Not far from the vegetable gardens was a small farmyard, enclosed by a small wall of irregular stones, fitted together with some skill. It was the courtyard of an old wood and brick house, with a dark pitched roof and pots of geraniums on the windowsills. Smoke was coming out of the chimney, and that could only be another positive note. I could have asked for information and help.
I approached and noticed that at the back of the building a man was intent on splitting wood. The dull, rhythmic sound of the blows, planted on the stump, was partially covered by the cries of the ducks, who were milling in the small courtyard in front. The wrought-iron gate was ajar, so I took the liberty of pushing it forward, to get closer and be heard by the man. The metal hinges squeaked with a sharp sound.
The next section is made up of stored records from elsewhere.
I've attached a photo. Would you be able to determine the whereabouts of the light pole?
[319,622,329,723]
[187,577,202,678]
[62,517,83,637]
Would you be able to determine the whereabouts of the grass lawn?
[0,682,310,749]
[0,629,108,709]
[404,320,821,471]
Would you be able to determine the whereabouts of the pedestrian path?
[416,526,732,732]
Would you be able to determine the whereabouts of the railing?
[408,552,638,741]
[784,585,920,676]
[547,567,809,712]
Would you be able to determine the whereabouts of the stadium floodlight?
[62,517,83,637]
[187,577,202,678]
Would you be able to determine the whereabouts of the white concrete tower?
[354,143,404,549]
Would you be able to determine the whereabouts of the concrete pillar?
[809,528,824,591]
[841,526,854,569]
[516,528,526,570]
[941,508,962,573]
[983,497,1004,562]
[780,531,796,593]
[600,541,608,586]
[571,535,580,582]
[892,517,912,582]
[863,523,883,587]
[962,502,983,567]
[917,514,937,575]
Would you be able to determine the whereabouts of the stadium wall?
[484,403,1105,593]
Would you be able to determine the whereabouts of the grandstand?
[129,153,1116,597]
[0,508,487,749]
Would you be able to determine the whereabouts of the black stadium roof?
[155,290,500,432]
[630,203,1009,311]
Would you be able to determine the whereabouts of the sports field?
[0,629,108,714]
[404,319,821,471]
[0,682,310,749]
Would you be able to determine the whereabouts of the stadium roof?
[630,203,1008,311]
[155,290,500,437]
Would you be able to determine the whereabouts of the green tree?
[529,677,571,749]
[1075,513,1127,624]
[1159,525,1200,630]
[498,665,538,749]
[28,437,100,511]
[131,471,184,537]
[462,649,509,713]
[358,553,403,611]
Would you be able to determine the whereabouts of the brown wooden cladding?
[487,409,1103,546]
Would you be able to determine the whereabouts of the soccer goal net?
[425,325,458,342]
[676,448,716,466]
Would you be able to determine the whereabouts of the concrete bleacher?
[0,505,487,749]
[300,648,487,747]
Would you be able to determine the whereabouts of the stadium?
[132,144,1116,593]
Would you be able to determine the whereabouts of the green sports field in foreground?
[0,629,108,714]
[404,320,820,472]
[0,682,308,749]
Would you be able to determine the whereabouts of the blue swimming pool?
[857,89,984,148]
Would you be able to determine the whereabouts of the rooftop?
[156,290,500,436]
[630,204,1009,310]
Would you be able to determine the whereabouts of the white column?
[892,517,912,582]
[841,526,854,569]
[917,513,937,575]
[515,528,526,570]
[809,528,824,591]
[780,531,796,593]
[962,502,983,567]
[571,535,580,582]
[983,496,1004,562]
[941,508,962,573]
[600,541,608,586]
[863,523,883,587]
The palmipeds took to running everywhere, perhaps because they were agitated by my presence, thus attracting the landlord's attention. The man laid down his axe, after turning to look at me, and came toward me. He was an elderly gentleman, tall and lanky, with thick silver hair and a face furrowed with the signs of age. He looked at me with those clear eyes of his, serene and piercing at the same time, rubbing his calloused, reddened hands.